Zucchini Galette

Recipes

Zucchini Galette

  • SERVES:
    Servings
    4
  • PREP TIME:
    Prep Time
    20
    minutes
  • BAKE TIME:
    Cook Time
    35
    minutes
  • TOTAL TIME:
    Total Time
    55
    minutes

ingredients

  • ½ Package Tenderflake Puff Pastry block thawed
  • ¼ cup white onion thinly sliced
  • ½ small fennel bulb cut in half and thinly sliced (reserve fronds for garnish)
  • 5 cloves of garlic thinly sliced
  • 1 tsp. fennel seed
  • 2 tbsp. olive oil
  • ¼ tsp.
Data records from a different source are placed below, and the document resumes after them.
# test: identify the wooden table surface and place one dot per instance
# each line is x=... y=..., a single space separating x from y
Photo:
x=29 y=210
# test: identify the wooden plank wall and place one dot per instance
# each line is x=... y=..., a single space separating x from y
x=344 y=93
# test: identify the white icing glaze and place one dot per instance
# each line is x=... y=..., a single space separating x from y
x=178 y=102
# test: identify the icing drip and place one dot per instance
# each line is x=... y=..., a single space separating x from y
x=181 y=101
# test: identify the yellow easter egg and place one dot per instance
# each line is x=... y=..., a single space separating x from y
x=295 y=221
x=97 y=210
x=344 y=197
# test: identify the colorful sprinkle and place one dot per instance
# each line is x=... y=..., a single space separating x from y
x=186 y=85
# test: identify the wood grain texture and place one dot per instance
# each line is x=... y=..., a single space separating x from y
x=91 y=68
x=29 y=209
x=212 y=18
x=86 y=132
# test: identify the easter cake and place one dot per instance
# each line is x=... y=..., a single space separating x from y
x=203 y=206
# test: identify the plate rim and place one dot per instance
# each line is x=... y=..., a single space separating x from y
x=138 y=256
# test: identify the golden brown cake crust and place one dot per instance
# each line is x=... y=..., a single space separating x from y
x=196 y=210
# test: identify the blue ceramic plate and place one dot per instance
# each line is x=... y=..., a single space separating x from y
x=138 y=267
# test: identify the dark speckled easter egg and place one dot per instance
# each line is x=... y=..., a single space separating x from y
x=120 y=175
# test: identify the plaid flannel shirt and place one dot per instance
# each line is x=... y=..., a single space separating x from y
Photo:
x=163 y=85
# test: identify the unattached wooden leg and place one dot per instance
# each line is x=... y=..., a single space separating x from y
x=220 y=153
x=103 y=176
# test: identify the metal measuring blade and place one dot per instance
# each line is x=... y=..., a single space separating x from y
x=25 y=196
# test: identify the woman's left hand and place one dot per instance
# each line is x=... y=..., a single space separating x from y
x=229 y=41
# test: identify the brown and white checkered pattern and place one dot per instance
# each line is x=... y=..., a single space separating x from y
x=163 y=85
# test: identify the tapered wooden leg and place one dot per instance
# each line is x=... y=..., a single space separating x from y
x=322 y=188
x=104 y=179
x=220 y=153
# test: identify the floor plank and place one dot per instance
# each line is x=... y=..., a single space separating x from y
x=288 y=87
Each, Salt and pepper
  • 1 each green and yellow zucchini thinly sliced into ¼ inch rounds
  • Juice and zest of 1 small lemon
  • 3 tbsp. fresh thyme chopped
  • ½ cup goat cheese
  • 1 egg yolkn (for coating)
  • 1 tbsp. milk (for coating)
  • 2 tsp. chili flakes (optional)

directions

  1. Pre-heat oven to 400F (204C).
  2. In a medium bowl, toss together fennel, onion, garlic, 1 tbsp. olive oil and fennel seeds; season with salt and pepper. Spread vegetables onto a parchment-lined baking sheet and roast for 15 minutes. Remove from oven and reduce temperature to 375F (190C).
  3. In a medium bowl, toss together sliced zucchini, lemon juice and zest, 2 tbsp. of thyme and roasted vegetables.
  4. On a lightly floured work surface, use a lightly floured rolling pin to roll puff pastry into a 10-x 12- inch rectangle. Transfer pastry to a parchment-lined baking sheet. (You can re-use previous baking sheet and parchment paper)
  5. Crumble goat cheese onto pastry and pour vegetables over top leaving a 1 1/2-inch border. Gently fold pastry edges over vegetables, pleating to hold it in place. (a little rustic is fine).
  6. In a small bowl whisk together egg yolk and milk and brush pastry edges.
  7. Sprinkle galette with remaining thyme and bake for 30-35 minutes until pastry is golden brown. Garnish with reserved fennel fronds and chili flakes. Slice and serve warm with a drizzle with reserved olive oil.